En congruencia con su propuesta de una integración continental sin exclusiones y de los principios del multilateralismo, el respeto a las soberanías y la solución de las diferencias internacionales mediante el diálogo, el presidente Andrés Manuel López Obrador advirtió que no asistirá a la Cumbre de las Américas, que debe empezar el próximo 6 de junio en Los Ángeles, si su homólogo estadunidense se empeña en excluir de ese encuentro a Cuba, Venezuela y Nicaragua. Los presidentes de Bolivia, Luis Arce, y Honduras, Xiomara Castro, secundaron la decisión del mexicano, en tanto que los 14 países que integran la Comunidad del Caribe (Caricom) formularon un anuncio similar. Con deplorable ambigüedad, el presidente argentino, Alberto Fernández, exhortó a Washington a incluir a los tres gobiernos a los que considera “no democráticos”, pero ratificó su determinación de acudir a ese encuentro trunco. Jair Bolsonaro no irá, aunque por otros motivos, y Daniel Ortega ya había manifestado que no asistiría.

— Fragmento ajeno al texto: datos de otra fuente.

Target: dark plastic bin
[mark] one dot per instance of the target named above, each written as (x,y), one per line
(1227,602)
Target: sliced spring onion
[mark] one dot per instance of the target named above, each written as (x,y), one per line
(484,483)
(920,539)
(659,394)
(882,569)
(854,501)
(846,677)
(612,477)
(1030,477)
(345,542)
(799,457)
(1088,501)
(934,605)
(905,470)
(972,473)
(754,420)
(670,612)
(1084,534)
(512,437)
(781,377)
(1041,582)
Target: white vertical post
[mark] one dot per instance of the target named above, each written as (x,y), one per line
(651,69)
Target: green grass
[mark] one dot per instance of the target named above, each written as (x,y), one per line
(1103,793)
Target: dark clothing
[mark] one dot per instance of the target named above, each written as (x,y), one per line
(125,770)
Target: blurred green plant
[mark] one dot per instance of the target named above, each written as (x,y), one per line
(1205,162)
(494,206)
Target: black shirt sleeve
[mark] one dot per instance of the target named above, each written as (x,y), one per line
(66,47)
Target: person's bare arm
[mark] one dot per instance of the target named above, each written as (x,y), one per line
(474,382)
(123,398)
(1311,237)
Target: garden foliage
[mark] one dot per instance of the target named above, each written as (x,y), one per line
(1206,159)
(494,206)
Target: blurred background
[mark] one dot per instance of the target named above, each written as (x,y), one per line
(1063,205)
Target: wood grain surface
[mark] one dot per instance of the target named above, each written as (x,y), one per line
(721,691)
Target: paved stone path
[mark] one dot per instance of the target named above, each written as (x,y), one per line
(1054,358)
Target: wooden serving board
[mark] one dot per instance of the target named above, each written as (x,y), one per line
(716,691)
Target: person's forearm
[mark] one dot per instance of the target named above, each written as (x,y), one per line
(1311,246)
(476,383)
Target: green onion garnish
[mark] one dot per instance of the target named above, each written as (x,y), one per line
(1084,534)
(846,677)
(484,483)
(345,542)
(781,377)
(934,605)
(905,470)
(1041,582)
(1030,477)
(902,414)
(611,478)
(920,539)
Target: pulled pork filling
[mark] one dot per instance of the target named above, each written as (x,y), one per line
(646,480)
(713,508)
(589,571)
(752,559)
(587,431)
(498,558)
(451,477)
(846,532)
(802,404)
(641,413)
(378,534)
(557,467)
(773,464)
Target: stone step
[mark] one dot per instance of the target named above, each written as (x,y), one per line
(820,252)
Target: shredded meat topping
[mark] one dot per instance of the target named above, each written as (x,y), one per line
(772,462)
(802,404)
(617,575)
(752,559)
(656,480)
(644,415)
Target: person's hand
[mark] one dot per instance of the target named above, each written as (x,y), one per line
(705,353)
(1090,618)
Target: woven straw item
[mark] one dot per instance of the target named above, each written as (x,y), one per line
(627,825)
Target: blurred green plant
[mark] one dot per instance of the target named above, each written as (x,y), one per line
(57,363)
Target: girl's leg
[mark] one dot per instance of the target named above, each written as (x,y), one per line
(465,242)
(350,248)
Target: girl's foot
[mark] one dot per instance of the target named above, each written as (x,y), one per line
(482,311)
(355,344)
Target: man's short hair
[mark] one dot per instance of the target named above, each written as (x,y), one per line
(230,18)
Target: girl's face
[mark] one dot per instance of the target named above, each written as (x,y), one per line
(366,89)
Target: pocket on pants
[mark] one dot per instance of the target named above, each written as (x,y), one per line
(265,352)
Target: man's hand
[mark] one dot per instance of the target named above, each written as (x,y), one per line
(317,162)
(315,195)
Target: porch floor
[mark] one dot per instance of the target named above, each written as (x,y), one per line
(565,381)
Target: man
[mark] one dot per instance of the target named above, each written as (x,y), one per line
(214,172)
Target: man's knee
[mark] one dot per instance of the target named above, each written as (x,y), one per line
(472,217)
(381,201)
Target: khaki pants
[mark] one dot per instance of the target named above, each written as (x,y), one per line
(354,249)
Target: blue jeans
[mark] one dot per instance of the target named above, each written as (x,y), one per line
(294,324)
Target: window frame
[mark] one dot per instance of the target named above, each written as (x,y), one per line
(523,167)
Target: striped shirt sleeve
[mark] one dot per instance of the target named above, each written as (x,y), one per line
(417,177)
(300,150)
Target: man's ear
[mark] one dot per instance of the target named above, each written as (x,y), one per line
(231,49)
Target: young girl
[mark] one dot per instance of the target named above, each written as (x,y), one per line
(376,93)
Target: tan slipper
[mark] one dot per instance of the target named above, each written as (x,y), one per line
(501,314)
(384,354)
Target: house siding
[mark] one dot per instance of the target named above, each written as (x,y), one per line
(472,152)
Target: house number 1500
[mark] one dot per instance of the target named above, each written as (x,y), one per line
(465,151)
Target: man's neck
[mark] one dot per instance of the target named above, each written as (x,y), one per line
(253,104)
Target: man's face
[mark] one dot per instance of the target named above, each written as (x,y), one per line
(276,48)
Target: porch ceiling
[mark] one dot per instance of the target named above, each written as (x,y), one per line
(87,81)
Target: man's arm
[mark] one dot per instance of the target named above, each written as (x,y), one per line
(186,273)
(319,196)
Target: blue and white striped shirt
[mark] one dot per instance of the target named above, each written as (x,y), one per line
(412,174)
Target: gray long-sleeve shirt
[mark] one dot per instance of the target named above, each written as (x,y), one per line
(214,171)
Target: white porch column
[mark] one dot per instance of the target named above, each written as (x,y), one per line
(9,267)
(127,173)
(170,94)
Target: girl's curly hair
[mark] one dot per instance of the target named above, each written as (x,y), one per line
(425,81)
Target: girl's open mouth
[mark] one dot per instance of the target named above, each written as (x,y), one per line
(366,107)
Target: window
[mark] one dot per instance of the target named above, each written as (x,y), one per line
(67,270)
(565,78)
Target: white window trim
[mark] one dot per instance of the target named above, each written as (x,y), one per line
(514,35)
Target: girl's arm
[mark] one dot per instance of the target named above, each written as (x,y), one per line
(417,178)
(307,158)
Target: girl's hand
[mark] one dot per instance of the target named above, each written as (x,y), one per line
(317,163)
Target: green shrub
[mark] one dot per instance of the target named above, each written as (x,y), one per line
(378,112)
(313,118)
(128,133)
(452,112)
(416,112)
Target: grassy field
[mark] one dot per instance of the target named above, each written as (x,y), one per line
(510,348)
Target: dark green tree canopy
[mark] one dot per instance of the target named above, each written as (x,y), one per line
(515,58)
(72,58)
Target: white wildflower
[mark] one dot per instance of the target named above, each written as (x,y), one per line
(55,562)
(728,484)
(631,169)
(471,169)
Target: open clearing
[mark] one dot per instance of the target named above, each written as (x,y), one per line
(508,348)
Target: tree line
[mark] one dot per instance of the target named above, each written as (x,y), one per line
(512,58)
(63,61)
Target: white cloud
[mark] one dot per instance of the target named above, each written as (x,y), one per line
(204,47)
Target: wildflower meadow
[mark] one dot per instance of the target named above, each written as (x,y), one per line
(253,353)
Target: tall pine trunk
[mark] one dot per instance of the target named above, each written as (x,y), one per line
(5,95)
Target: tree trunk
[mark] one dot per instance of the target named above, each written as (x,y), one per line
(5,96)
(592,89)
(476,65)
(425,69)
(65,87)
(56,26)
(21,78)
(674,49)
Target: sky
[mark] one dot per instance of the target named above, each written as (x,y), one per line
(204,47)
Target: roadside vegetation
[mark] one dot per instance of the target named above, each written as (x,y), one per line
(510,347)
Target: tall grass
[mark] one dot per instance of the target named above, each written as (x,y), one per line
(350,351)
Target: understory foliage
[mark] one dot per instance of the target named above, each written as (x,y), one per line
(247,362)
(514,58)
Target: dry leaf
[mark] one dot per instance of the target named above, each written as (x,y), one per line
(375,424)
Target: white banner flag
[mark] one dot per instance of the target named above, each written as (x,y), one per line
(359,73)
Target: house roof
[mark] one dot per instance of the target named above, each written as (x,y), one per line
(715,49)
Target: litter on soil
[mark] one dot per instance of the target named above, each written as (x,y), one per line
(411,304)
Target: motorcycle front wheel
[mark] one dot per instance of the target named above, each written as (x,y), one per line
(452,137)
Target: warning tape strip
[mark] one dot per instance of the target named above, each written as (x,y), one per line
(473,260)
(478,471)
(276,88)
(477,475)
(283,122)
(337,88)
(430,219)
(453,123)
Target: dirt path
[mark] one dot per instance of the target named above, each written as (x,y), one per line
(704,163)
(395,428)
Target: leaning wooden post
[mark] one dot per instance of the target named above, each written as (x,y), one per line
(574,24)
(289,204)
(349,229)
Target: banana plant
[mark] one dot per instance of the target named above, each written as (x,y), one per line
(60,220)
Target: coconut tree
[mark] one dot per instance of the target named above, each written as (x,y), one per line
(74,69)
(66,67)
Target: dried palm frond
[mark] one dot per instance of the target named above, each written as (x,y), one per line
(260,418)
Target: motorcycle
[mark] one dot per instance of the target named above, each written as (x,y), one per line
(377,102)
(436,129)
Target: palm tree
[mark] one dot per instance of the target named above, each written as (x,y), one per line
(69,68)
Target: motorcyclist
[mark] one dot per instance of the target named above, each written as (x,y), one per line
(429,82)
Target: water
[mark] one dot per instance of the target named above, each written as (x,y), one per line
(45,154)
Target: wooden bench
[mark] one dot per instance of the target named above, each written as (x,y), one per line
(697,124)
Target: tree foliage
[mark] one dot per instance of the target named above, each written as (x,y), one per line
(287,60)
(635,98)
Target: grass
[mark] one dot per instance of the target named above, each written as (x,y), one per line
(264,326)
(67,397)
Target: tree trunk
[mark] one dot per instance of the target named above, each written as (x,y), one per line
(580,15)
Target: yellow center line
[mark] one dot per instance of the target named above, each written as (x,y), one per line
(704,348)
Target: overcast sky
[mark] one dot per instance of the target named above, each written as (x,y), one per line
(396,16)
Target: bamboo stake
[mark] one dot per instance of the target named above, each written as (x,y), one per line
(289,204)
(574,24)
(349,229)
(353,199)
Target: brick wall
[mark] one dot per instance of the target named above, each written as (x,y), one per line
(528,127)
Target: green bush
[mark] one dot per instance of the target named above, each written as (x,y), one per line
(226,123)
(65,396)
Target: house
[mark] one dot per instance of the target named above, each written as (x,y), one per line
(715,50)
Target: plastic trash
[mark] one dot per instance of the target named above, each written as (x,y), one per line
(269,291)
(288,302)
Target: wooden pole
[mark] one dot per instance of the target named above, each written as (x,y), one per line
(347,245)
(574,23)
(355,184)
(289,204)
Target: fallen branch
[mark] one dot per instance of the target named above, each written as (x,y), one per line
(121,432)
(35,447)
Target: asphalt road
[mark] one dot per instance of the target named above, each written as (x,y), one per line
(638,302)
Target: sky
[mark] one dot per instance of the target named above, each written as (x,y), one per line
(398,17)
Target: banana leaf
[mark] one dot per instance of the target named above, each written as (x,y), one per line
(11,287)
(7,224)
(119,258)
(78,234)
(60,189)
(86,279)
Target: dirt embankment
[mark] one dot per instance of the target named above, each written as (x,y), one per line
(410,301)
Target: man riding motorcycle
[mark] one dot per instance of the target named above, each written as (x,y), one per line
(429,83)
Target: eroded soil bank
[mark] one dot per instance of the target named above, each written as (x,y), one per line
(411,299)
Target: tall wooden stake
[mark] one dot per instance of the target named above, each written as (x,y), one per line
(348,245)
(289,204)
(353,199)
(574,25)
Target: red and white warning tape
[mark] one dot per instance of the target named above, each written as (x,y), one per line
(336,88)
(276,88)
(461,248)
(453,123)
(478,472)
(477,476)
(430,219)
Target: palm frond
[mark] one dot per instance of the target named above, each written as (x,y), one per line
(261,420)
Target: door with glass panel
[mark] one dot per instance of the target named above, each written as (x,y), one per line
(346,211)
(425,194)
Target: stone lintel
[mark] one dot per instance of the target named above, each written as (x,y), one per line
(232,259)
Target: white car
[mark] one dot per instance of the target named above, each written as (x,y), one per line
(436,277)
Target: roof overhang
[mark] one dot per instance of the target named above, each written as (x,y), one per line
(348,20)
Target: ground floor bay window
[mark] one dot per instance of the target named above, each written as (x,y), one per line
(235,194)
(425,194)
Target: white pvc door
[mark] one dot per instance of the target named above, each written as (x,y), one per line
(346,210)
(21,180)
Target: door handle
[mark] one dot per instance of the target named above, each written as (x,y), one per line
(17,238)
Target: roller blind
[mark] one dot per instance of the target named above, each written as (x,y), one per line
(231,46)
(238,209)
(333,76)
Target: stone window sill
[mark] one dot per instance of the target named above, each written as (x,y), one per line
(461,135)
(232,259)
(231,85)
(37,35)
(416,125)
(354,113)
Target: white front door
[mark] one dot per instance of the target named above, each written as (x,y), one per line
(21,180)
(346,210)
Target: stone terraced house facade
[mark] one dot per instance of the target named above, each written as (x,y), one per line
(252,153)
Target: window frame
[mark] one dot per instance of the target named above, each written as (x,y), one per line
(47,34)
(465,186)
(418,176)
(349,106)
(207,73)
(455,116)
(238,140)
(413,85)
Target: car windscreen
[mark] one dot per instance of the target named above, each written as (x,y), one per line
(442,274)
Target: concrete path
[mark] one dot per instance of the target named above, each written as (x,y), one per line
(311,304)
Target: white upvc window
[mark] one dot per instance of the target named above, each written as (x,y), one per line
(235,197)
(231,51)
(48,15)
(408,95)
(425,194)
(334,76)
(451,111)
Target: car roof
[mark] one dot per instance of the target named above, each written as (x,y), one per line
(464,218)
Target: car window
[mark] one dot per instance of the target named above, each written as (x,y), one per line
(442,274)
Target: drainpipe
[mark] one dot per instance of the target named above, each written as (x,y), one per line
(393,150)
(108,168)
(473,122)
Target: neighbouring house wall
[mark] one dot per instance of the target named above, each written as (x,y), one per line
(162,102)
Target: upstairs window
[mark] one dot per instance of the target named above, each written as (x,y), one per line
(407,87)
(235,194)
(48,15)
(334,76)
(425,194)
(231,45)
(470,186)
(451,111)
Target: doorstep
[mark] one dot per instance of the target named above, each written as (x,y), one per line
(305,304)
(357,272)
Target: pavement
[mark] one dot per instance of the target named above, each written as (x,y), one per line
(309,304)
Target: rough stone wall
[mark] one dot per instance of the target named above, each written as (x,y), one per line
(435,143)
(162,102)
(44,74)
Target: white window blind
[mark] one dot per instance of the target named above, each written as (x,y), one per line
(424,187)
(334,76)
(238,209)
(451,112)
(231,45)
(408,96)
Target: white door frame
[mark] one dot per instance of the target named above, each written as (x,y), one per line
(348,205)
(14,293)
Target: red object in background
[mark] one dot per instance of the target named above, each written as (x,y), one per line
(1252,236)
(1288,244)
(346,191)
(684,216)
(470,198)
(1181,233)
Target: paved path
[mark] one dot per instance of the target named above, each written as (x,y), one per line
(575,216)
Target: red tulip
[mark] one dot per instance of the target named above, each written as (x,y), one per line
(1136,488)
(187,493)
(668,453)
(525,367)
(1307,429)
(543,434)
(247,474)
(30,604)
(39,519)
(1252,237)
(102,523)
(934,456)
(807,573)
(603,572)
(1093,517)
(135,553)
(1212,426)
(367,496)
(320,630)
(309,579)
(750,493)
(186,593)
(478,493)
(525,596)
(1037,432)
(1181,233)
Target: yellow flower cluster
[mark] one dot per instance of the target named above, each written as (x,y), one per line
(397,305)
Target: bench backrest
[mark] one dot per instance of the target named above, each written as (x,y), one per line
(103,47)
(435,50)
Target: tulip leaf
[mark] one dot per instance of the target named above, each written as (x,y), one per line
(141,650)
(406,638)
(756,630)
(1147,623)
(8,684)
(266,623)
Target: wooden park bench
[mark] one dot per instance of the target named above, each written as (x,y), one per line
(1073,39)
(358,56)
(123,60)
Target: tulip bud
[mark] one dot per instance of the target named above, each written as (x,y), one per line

Parece poco probable que otras naciones se abstengan de ir a Los Ángeles en protesta por la exclusión referida. Pero es claro que, a menos de que Joe Biden cambie de parecer y acabe por aceptar la presencia de la tal Cumbre de las Américas, ésta será un fracaso: el continente tiene 35 países y Biden quería reunir a los jefes de Estado y de gobierno de 32 de ellos; como van las cosas, apenas logrará que acudan 14 invitados, para un total de 15, si se cuenta él mismo; tendrá algo así como poco menos que media cumbre y poco más que media reunión ministerial. Si el demócrata pretendía recuperar el terreno que Estados Unidos perdió en el hemisferio en los cuatro años de Donald Trump, y si pretendía esgrimir la foto de una treintena de mandatarios como munición electoral para el alicaído Partido Demócrata de cara a las elecciones legislativas de noviembre próximo, ya habrá podido darse cuenta de que se metió un par de tiros en el pie.
Es asombroso, por decir lo menos, que Biden haya efectuado un cálculo tan malo y que haya actuado ignorando uno de los principios torales del multilateralismo. Cuando se fundó la ONU, en 1945, a nadie le pasó por la cabeza marginar a Bielorrusia porque era gobernada por un partido único, a Gran Bretaña, por ser una democracia burguesa, a Bélgica, por ser una monarquía, o a República Dominicana porque estaba bajo las muy dictatoriales pezuñas de Leónidas Trujillo. El argumento excluyente de que Cuba, Venezuela y Nicaragua son dictaduras o países no democráticos no sólo es muy discutible –Venezuela realiza más procesos electorales libres que el propio Estados Unidos–, sino también un extravío del unilateralismo. La verdad es que el señor que duerme en la Casa Blanca no quería tener en su reunión a gobernantes contra los que ha mantenido una hostilidad tan incesante como injustificada, que quería evitar el riesgo de que se lo echaran en cara y que pretendía evitar una andanada de la ultraderecha estadunidense, semejante a los griteríos que ha armado en México la ultraderecha vernácula cuando López Obrador ha incluido entre sus invitados a Miguel Díaz-Canel o a Nicolás Maduro.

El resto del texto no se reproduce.